Jesus. Another one of these? Every freaking day. (Promise it's different)

I personally like mint and pop!os for new users, but for this user I want to try something windows like with more sex appeal. I don't want to have to touch this computer again. Proprietary software is not an issue/consideration. User is techier than most. What has your experience been with kbuntu? Pros/cons? Other suggestions?

68 comments
  • I'm personally a fan of Debian. Default KDE isn't bad looking from what I can remember (I personally don't use it - I neither hate or love it just because I love XFCE). I'm personally a big XFCE fan, but you do have to do some work to get it working good, and there are still jank parts here and there.

    While no distro is completely set and forget, I think Debian Stable is as close as you can get. Once you install it and get it working the way you want (depending on your setup, you might encounter minor issues as with any distro), it will pretty much stay that way until you upgrade to the next version, and you can go up to 5 years before upgrading.

    I would recommend you use the KDE (or whatever DE you want) live installer, though, as the default installer is quite unintuitive. You can find it in the list of installers at https://www.debian.org/distrib/.

    I've never used Kubuntu specifically, but I would personally avoid Ubuntu these days if just because of Snaps. Also, Ubuntu is heavily bloated - base Ubuntu is almost unusable in a VM now, while vanilla GNOME and PopOS run well in VMs on the same machine. Personally, when I need to test Ubuntu builds, I always prefer working with PopOS.

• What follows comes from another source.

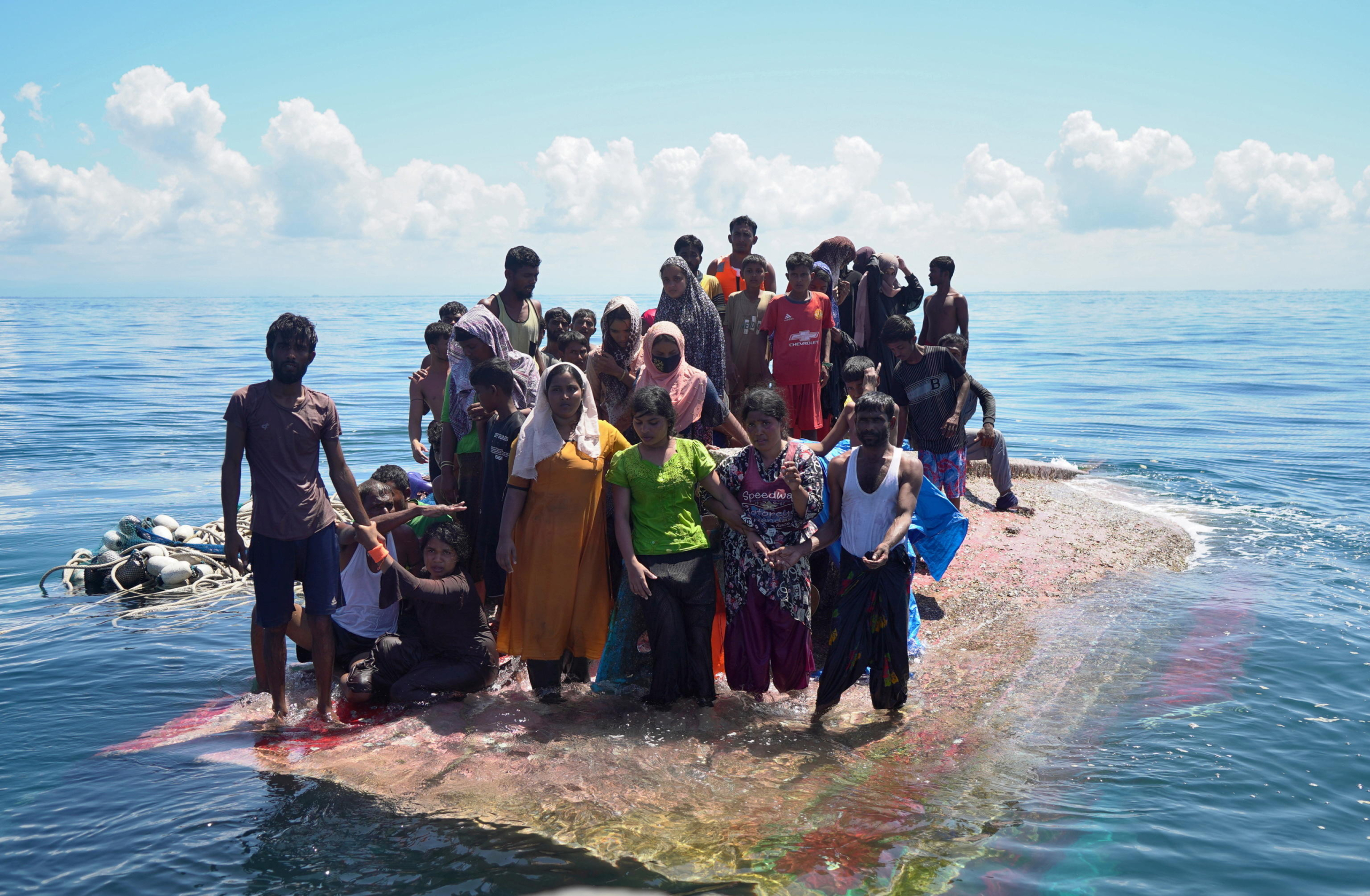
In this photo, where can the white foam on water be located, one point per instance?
(1143, 502)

    Overall, I'd say if you don't end up using Debian (I don't blame you - while I like it, you might not), just please don't use anything Ubuntu-based that isn't Mint or PopOS.

  • I want to try something windows like with more sex appeal.

    Elaborate?

    I don't want to have to touch this computer again.

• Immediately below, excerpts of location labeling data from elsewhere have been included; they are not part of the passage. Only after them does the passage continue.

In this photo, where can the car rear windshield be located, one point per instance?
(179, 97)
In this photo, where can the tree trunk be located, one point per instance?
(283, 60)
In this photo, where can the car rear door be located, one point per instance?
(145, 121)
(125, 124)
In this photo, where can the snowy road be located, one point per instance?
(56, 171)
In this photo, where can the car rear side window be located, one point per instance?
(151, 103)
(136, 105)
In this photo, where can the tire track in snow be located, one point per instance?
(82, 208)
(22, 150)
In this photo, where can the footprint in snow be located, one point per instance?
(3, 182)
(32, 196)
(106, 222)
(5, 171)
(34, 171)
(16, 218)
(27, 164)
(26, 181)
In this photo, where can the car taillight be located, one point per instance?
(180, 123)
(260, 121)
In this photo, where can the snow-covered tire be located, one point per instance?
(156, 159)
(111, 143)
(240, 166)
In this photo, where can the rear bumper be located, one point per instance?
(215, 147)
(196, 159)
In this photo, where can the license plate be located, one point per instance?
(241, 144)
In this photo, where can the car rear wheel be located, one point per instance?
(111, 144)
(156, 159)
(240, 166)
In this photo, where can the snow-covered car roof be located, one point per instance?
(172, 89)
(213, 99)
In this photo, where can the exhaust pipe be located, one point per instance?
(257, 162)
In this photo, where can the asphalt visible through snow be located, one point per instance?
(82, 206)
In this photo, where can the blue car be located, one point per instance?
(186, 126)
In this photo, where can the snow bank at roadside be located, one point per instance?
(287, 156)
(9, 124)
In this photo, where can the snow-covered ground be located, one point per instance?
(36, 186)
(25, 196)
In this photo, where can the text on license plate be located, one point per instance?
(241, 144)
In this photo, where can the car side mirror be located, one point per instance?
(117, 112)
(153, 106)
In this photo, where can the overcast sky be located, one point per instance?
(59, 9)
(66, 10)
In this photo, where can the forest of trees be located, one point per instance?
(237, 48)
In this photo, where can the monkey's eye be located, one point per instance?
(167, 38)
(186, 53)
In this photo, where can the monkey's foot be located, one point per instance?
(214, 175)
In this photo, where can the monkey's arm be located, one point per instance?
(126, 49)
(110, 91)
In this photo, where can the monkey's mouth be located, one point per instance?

    This person will undoubtedly need help and if they can't help themselves you will be the one helping them. Mint is best-case for ease of use so your requirements are a bit contradictory.

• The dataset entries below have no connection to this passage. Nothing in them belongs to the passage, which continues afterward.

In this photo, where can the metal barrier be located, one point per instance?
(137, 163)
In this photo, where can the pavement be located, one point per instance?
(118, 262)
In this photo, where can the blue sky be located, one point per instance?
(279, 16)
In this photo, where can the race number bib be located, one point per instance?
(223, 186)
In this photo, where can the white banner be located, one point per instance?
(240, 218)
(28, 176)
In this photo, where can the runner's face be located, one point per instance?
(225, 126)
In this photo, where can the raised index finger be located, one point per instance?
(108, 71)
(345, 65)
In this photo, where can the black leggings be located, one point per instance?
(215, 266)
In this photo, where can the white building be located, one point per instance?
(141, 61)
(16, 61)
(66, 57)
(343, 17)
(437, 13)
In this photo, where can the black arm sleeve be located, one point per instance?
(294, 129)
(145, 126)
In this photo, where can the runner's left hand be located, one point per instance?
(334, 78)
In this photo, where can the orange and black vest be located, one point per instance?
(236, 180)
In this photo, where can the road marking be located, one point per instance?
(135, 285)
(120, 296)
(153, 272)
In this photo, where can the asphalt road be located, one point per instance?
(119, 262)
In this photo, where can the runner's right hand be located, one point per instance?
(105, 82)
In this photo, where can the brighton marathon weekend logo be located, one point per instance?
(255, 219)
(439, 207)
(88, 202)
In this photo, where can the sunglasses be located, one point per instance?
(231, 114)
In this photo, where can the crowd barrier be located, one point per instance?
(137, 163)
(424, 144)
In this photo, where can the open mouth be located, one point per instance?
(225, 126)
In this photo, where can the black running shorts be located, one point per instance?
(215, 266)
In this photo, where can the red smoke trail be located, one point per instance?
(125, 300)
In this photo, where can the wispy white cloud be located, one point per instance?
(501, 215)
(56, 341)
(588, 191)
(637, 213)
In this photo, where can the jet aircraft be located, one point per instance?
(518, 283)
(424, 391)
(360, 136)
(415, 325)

  • Maybe Aurora by Universal Blue?

    It's based off of Fedora Silverblue, so it's atomic, rock solid and basically guaranteed to work (more secure by design as well). But uses KDE Plasma instead of Gnome and has a bunch of improvements here and there, including proprietary codecs and Nvidia drivers preinstalled (latter depending on the image you choose)

    • This is an excellent answer. Kinoite (basically the same thing as Aurora) is what enabled me to finally make the switch to full time linux a few months ago.

  • Fedora Atomic (immutable OS), install one and you can swap between Atomic, Kinoite, Bazzite, and any other atomic distribution easily.

  • If you want windows with sex apeal, the KDE desktop environment's treated me pretty well. I'm using Fedora, though you could get it from other distros too

  • Kubuntu is just really well polished. It works really well and stable nowadays. Only downside is snap.

    Also have a look at Linux MX. Also very well polished and some really good tools.